FEMVERTISMENT

With the ongoing waves of feminism crashing against our society’s patriarchal walls, feminism has never entertained this magnitude of cultural relevance since its origin- femvertisment is a term coined for the type of advertisements that are female-empowered to help with the third wave of feminism.

Storytelling has always been the foundation of advertisement, and as early as the 1950s, the gender biases and stereotypical role of women as either a tool of men’s desire, a household puppet, or a mothering sheep’s criticism to market them to men and late 1960’s-1980’s wave of feminism and their rejection of the objectification of women as male dependent and sexually exploitable. And these conversations gave emergence to femvertising-initially proclaimed by she knew media in 2014. 

This ongoing wave has been linked to pop culture, and femvertisment is seen as the movements’ ties to capitalism. The research available bring focus on one aspect at a time instead of the phenomena in its entire context; as a role in the representation of the women amidst this wave and their ideals, corporate social responsibilities, and corporate philanthropy,

there has always been this ongoing dispute of advertising being a mirror of our perspective or simply a mold for them, with the ” mirror” reflecting how we see women and their status in our society, the “mold” implying whether we feed society these norms into shaping their reality. Brands in this era face this paradox: to mirror or mold. Nevertheless, femvertisment had put a spin on it.

Brands now mold us by acting as an activist for women’s empowerment as the dove’s iconic “evolution” campaign in 2004 is considered amongst the first of its kind.

According to various interpretations, the tactics used are the use of diverse female talent. Women expect representation similar to their race, shape, age. The message should be inherently pro-female, providing the consumer with feelings of affirmation and self-confidence. They use scenarios to break the gender-norm boundaries: challenging the perceptions of what a female should be by portraying women in places they aren’t necessarily seen.

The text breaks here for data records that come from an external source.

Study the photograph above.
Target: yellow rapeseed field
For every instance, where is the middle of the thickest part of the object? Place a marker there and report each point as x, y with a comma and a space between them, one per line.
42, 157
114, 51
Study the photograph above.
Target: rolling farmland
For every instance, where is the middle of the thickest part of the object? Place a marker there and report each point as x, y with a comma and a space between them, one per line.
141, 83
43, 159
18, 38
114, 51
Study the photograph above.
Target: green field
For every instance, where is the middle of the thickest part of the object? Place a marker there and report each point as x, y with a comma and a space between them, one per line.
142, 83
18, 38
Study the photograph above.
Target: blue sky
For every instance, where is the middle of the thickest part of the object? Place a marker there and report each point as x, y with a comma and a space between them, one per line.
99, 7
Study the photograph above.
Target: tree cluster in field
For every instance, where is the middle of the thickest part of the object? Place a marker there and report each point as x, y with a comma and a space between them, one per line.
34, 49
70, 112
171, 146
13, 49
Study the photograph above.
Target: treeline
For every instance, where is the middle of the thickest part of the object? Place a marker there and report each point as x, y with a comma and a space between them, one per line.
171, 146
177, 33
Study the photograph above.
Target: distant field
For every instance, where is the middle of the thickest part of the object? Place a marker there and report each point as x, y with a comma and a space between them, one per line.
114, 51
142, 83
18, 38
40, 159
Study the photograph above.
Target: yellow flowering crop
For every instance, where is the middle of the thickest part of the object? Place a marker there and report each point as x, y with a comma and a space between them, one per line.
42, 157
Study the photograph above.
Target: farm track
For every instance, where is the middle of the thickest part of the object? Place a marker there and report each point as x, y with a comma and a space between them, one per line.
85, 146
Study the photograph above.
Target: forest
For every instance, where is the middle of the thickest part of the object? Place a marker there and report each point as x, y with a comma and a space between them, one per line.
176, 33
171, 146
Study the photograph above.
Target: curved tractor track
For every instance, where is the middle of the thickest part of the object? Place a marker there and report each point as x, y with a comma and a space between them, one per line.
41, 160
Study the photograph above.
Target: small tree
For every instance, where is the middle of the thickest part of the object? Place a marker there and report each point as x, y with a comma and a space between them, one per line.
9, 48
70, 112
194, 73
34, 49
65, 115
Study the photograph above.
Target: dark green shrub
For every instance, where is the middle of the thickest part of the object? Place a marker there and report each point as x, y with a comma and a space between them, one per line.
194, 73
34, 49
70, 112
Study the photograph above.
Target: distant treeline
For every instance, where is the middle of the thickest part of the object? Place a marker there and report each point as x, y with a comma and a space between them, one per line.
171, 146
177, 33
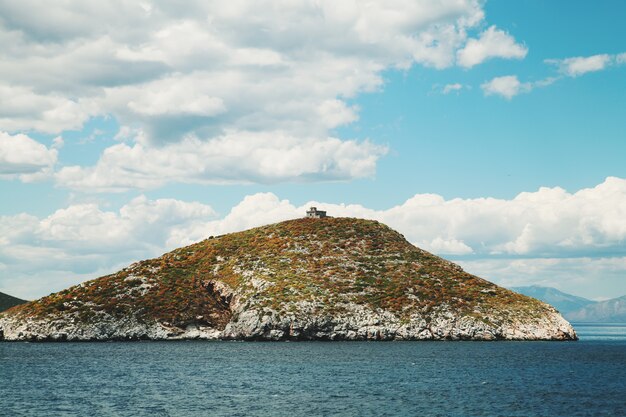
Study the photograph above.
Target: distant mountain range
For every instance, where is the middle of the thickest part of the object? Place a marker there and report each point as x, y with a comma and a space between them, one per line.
8, 301
579, 309
303, 279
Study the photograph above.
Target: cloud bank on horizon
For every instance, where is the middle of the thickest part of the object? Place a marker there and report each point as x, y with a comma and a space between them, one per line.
257, 93
512, 242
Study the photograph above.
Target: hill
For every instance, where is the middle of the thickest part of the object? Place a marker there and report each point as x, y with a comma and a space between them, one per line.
565, 303
7, 301
609, 311
329, 279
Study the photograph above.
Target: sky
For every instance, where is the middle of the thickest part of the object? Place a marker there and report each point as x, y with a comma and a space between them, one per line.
490, 133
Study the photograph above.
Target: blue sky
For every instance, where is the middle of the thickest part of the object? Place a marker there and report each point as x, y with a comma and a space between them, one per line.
491, 133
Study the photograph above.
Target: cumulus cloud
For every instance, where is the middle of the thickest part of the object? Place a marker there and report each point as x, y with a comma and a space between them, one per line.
576, 66
507, 86
237, 157
448, 88
514, 242
81, 241
209, 69
492, 43
24, 157
579, 65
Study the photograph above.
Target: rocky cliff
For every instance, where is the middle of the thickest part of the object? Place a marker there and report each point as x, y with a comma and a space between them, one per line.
306, 279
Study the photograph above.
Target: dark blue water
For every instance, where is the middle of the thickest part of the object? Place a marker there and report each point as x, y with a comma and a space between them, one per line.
585, 378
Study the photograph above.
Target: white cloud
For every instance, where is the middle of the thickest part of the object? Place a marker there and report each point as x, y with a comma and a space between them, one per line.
448, 88
23, 156
208, 69
527, 239
83, 241
492, 43
237, 157
58, 142
507, 86
22, 109
576, 66
579, 65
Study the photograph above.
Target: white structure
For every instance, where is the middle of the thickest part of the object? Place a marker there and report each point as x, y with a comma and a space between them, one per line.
314, 213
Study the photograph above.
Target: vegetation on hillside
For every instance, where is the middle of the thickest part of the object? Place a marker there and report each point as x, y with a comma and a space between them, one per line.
326, 263
7, 301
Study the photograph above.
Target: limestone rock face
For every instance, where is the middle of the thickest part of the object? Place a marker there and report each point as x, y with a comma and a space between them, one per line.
307, 279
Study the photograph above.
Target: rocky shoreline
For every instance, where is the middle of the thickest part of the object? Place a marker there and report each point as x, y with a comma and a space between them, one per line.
359, 324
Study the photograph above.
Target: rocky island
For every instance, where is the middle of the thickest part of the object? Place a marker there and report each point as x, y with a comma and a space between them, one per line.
305, 279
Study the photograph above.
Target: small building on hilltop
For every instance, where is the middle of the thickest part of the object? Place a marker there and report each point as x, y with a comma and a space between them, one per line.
314, 213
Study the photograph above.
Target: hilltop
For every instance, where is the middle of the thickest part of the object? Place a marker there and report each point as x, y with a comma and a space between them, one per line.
330, 279
7, 301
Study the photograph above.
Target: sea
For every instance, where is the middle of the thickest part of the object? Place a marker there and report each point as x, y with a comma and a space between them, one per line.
196, 378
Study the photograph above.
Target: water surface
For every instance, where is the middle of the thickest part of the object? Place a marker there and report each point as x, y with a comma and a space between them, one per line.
585, 378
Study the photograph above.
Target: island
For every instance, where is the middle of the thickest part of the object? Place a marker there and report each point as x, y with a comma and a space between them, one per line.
315, 278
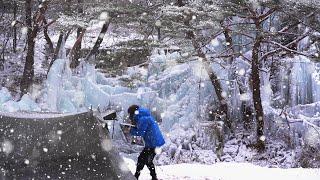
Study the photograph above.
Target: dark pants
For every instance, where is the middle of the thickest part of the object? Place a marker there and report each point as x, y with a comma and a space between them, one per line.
146, 158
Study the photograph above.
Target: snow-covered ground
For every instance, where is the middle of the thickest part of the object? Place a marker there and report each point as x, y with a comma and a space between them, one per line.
226, 171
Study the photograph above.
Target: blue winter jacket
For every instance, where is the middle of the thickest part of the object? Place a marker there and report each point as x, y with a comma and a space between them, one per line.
147, 128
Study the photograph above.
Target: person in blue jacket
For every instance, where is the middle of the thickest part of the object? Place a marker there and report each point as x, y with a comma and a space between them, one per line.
148, 129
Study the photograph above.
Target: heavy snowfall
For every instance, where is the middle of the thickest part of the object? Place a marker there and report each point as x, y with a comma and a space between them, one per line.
233, 84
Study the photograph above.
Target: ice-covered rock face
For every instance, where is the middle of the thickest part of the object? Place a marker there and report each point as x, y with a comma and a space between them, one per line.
25, 104
4, 95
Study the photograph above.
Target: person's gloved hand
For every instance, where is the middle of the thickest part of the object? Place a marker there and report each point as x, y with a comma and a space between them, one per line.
126, 130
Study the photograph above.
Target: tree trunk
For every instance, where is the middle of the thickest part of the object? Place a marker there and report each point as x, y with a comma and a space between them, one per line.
76, 55
28, 72
14, 41
99, 40
223, 109
256, 93
47, 38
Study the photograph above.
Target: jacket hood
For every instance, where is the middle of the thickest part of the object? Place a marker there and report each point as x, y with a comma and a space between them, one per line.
144, 112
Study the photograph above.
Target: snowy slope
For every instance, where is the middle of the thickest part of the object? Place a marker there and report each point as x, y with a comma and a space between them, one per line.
226, 171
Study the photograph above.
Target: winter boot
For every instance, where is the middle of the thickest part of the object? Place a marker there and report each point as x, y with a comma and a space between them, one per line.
137, 174
154, 176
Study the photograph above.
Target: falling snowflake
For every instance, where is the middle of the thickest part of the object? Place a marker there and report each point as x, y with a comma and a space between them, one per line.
7, 147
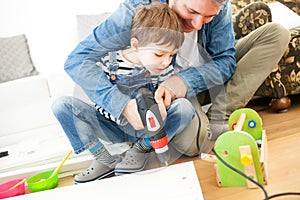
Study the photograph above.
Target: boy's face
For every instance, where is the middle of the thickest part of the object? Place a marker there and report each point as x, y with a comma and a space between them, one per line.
156, 57
194, 13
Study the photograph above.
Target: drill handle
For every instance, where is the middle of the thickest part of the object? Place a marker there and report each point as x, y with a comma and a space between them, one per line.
149, 112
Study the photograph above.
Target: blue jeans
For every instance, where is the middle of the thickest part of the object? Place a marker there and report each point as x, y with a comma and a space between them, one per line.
84, 125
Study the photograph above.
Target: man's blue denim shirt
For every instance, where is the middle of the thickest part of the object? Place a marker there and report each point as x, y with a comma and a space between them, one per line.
217, 38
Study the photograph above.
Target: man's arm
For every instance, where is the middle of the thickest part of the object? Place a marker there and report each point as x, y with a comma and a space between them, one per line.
218, 41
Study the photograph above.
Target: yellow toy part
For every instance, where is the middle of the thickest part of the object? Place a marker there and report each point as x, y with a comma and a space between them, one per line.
252, 122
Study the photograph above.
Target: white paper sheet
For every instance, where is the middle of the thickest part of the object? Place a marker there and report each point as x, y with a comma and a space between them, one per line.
176, 182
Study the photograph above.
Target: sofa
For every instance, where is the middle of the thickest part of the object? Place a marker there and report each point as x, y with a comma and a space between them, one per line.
29, 131
284, 80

The most prominent tactic is downplaying sexuality so that they don’t downplay it but use it in a more nuanced manner. They are taking the narrative into their own hands, using sexuality to empower rather than a means of entertainment for men.

Let’s take the case on Nike for analysis. In the 1980’s advertisement, Nike states’ “just because you’re a nice girl doesn’t mean you can’t have evil legs.” Here they link evil to being fit rather than mean because that was the correlation present in pop culture, and the reference between being a mean or nice girl develops a negative correlation between fitness which Nike is trying to break a very patriarchal point of view with a typical Caucasian model.

Later in 2014, after femvertisment, Nike stated in their campaign, “a run with the girls shouldn’t hurt the girls: the narrative becomes about the women and her experience rather than the social imagery. It becomes about the empowerment of the women herself.no image-making or breaking, just her experience becoming the main object of focus. This time Nike went with biracial women to advocate for adversity alongside empowerment. And this drastic change in the campaign and context of the same brand is the result of femvertisment.

The responses to femvertising have been extensively supportive of its initiatives by far. Up to 90% of women are knowledgeable of at least one femvertisment campaign, which has helped them build a connection with the brand favorably in the association with them.